Principle of implementation of atomic operations

1. Introduction

Atomic means “the smallest particle that cannot be further divided”, and atomic operation means “an operation or series of operations that cannot be interrupted”. Implementing atomic operations on a multiprocessor becomes a bit complicated. In this article, let’s talk about how atomic operations are implemented on Intel processors and in Java.

2. Definition of Terms

Compare and Swap CAS operations require two values to be entered, an old value (the value before the desired operation) and a new value, during which the old value is compared to the new value if it has not changed, and not exchanged if it.

CPU pipeline works like an assembly line in industrial production, in which the CPU consists of 5~6 circuit units with different functions to form an instruction processing pipeline, then an X86 instruction is divided into 5~6 steps and then executed by these circuit units separately, so that an instruction can be completed in one CPU clock cycle, thus increasing the CPU computing speed. Memory order violation is usually caused by a false share.

Memory order violation is usually caused by false sharing, which is when multiple CPUs modify different parts of the same cache line at the same time and cause one of the CPUs to invalidate the operation.

3. How processors implement atomic operations

32-bit IA-32 processors use atomic operations between multiple processors based on locking the cache or bus locking.

3.1 Processor automatically guarantees atomicity of basic memory operations

First, the processor automatically guarantees atomicity for basic memory operations.

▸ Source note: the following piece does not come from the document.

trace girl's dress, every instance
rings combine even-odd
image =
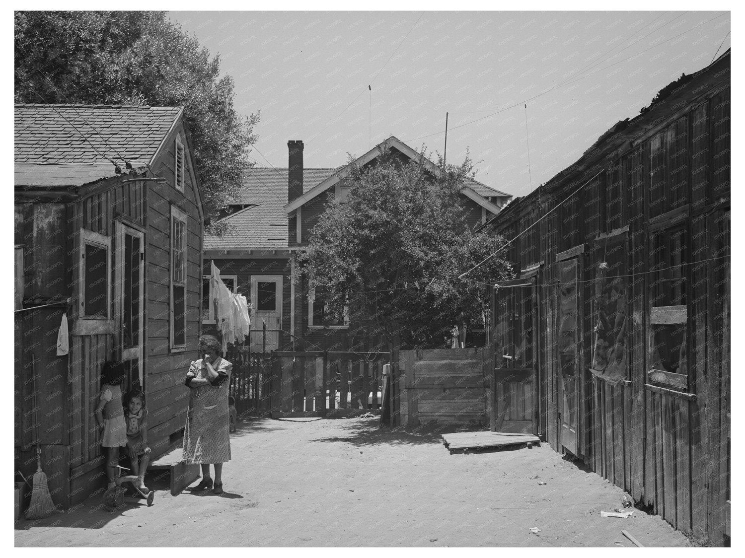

The processor guarantees that reading or writing a byte from or to system memory is atomic, meaning that when one processor reads a byte, no other processor can access the byte’s memory address. Pentium 6 and newer processors automatically guarantee atomicity for single-processor 16/32/64-bit operations on the same cache line, but the processor does not automatically guarantee atomicity for complex memory operations such as accesses across bus widths, across multiple cache lines, and across page tables. However, the processor provides both bus locking and cache locking mechanisms to guarantee the atomicity of complex memory operations.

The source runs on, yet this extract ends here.